Juan Alberto Davila has gone green. A farmer who grows beets and potatoes in San Isidro, Nicaragua, Davila recently borrowed $700 to buy a solar panel that he installed on the roof of his tin and mud home. The panel generates enough electricity to run four light bulbs, a television and a radio-items that are so extravagant in his village they have made his home the hub of activity. The electricity has also enabled Davila's 10-year-old son Alexander to play outside after school, something he couldn't do before because he needed to use those daylight hours to do his homework. He couldn't do it at night because their home had no light.

"He got his childhood back," says Jon Bishop, whose company, Madison, Wis.-based Envest, helped finance Davila's loan.

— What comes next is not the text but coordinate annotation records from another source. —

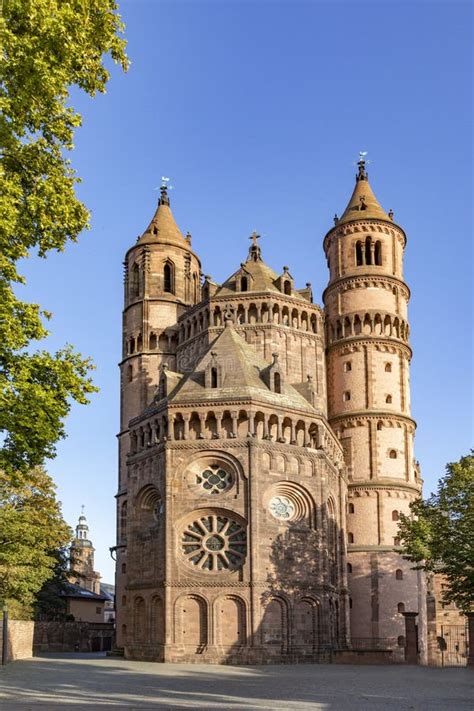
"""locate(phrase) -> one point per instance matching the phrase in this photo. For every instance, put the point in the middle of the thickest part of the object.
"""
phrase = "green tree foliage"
(48, 46)
(439, 534)
(32, 531)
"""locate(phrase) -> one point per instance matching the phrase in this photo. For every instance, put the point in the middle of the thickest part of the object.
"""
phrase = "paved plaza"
(92, 682)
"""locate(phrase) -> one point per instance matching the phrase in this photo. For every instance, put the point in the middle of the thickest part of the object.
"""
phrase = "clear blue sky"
(257, 111)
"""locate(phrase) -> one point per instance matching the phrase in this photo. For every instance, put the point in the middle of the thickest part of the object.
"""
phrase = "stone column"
(411, 650)
(470, 635)
(279, 429)
(186, 418)
(202, 425)
(171, 426)
(251, 432)
(293, 432)
(219, 424)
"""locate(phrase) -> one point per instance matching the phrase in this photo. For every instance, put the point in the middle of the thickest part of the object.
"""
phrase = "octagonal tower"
(162, 282)
(368, 361)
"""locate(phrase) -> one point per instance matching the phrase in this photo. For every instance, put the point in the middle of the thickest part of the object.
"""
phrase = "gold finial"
(254, 251)
(361, 163)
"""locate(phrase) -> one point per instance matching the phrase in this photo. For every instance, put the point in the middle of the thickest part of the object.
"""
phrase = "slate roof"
(76, 591)
(263, 278)
(242, 376)
(163, 227)
(363, 196)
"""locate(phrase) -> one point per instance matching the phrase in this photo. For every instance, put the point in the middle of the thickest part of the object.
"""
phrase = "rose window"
(282, 507)
(214, 543)
(214, 480)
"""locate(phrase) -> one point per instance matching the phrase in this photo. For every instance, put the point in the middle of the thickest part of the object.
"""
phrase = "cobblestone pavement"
(92, 682)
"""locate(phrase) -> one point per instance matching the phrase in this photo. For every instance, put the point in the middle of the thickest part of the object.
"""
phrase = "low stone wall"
(73, 637)
(365, 656)
(20, 639)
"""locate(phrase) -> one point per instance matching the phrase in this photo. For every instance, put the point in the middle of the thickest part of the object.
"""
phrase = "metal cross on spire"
(361, 163)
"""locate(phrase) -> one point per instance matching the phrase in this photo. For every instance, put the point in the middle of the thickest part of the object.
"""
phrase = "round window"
(214, 480)
(282, 507)
(214, 543)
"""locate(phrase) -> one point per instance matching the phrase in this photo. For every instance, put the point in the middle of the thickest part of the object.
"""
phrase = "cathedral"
(266, 450)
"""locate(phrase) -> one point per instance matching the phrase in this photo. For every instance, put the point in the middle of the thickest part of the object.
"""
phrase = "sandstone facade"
(265, 450)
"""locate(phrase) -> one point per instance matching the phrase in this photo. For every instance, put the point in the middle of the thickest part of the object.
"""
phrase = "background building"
(88, 600)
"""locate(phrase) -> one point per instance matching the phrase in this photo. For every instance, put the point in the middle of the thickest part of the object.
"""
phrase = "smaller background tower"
(82, 558)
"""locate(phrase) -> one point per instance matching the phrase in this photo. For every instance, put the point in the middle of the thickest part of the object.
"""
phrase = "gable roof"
(242, 371)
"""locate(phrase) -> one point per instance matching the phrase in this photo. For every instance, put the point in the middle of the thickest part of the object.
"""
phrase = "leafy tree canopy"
(438, 536)
(48, 46)
(32, 531)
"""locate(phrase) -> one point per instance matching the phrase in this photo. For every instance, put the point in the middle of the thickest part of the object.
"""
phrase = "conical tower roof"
(363, 204)
(263, 277)
(163, 228)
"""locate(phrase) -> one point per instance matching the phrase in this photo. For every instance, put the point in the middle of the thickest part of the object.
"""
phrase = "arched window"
(277, 383)
(368, 250)
(135, 282)
(378, 253)
(123, 521)
(168, 278)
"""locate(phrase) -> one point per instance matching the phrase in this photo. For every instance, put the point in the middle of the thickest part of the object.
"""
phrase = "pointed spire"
(164, 197)
(255, 253)
(82, 529)
(163, 227)
(363, 204)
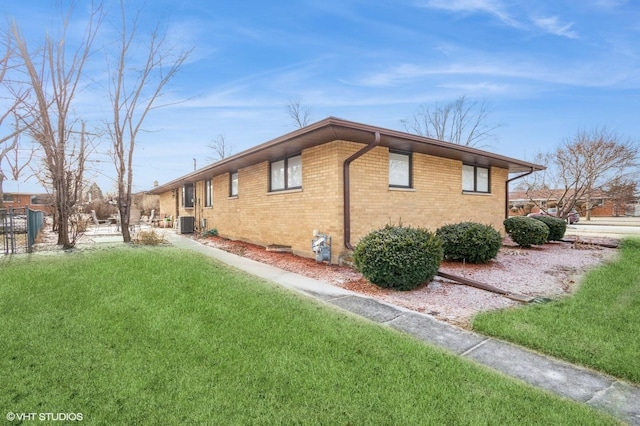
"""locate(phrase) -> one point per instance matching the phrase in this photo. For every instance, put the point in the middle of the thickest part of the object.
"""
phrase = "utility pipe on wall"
(347, 191)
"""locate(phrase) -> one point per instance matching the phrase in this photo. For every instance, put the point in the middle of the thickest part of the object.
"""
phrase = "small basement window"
(475, 179)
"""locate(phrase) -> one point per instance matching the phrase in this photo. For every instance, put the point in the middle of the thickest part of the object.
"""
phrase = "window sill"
(285, 191)
(476, 193)
(400, 189)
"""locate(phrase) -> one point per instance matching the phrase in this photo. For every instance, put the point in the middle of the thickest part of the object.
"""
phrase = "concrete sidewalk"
(595, 389)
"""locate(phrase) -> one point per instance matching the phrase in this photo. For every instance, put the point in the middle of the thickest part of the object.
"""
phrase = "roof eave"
(331, 129)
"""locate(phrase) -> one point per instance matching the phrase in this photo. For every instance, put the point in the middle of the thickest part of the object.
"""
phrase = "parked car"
(572, 217)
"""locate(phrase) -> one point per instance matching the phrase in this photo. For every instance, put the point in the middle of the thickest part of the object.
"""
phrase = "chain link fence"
(19, 228)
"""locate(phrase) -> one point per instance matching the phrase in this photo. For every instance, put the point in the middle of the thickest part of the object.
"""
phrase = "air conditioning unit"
(186, 224)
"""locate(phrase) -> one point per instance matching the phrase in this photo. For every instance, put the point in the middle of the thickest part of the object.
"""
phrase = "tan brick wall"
(436, 198)
(290, 217)
(167, 204)
(286, 217)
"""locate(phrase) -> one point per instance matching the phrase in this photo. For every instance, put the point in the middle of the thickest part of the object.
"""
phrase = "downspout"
(506, 197)
(347, 191)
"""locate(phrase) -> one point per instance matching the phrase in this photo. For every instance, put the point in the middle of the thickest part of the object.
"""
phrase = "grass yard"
(598, 327)
(163, 336)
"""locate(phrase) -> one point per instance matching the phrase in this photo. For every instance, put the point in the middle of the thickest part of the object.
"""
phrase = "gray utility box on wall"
(186, 224)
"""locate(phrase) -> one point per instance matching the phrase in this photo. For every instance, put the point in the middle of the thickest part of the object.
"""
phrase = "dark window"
(41, 199)
(286, 174)
(208, 193)
(187, 195)
(399, 170)
(475, 178)
(233, 185)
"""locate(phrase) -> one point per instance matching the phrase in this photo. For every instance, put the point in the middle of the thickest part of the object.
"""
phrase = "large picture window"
(286, 174)
(399, 170)
(475, 179)
(233, 185)
(208, 193)
(187, 195)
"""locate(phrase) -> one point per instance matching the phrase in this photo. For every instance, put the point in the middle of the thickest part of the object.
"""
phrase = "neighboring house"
(343, 179)
(23, 194)
(521, 202)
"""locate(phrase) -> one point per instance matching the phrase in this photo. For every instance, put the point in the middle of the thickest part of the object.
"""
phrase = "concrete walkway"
(595, 389)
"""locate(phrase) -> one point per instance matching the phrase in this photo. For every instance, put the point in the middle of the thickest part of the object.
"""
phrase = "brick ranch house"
(343, 179)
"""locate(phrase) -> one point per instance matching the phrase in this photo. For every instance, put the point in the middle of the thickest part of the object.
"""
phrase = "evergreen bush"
(557, 227)
(398, 257)
(470, 241)
(526, 231)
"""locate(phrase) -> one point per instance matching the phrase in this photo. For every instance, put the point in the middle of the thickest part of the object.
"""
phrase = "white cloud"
(492, 7)
(553, 26)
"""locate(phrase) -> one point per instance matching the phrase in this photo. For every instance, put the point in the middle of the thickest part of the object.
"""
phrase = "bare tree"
(462, 122)
(54, 76)
(134, 92)
(580, 167)
(12, 96)
(221, 148)
(300, 114)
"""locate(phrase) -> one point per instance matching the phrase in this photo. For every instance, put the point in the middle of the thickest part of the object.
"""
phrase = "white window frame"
(208, 193)
(400, 169)
(188, 200)
(233, 184)
(285, 174)
(476, 179)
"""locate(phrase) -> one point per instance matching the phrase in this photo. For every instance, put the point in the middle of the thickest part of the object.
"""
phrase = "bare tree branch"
(582, 166)
(300, 114)
(462, 122)
(55, 81)
(221, 148)
(133, 94)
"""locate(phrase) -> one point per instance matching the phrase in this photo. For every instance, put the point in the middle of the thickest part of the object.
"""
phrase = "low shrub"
(526, 231)
(148, 238)
(398, 257)
(213, 232)
(470, 241)
(557, 227)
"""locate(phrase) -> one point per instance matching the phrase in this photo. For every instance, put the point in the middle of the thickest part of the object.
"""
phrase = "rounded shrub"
(470, 241)
(557, 227)
(526, 231)
(398, 257)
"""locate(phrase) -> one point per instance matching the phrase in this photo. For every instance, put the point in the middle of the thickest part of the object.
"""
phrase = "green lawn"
(163, 336)
(598, 327)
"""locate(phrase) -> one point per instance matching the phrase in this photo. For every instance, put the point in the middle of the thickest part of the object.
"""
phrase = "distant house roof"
(17, 187)
(331, 129)
(549, 195)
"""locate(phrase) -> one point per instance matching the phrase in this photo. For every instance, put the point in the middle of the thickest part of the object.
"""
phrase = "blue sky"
(546, 69)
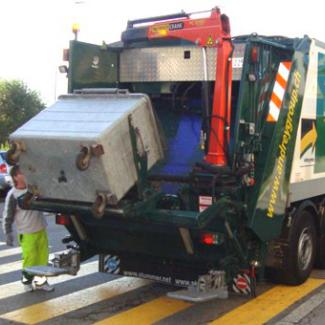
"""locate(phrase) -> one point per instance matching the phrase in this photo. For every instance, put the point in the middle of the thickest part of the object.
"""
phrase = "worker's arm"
(9, 217)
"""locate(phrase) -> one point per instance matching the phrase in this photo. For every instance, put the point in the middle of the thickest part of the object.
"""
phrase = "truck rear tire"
(301, 252)
(320, 258)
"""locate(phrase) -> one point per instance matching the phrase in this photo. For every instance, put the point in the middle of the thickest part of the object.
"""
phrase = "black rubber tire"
(292, 272)
(320, 257)
(302, 238)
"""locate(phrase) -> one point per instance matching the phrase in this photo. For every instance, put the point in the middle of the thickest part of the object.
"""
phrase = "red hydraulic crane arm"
(213, 31)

Welcome to the world of microfinance, a market in which small loans are made to people so poor and lacking in credit history that they are not even on a bank's radar. Most of these people, as it happens, have proved to be more responsible at repaying their loans than their more accredited counterparts in developed countries.

"People think because he's poor, he won't repay. But there are literally millions of examples of when you do the due diligence correctly, the poor are particularly good risks," says Bishop.

Of course, you can't just go into a slum and start lending money, but if you look at the institutions that understand the community and the financial sector, you'll find their default rates-about 1%-are something the American banks would envy right now, Bishop says.
"I'd much rather have my money in microfinance than in mortgage-backed securities."

The average loan sizes vary, from $300 in places like Nicaragua and India, to $1,000 for countries in Eastern Europe. Default rates are low in part because the borrowers often take on the debt in groups and guarantee each other's loans (some 70% of microfinance loans are group loans). But it's also because loan officers at micro-financial institutions know their borrowers well-something that can't be said of the large banks that made subprime loans. Loan officers not only know what their borrowers look like, they probably know what their children look like and what they're studying-because they've driven to their borrowers' houses once a month to collect their loan payments.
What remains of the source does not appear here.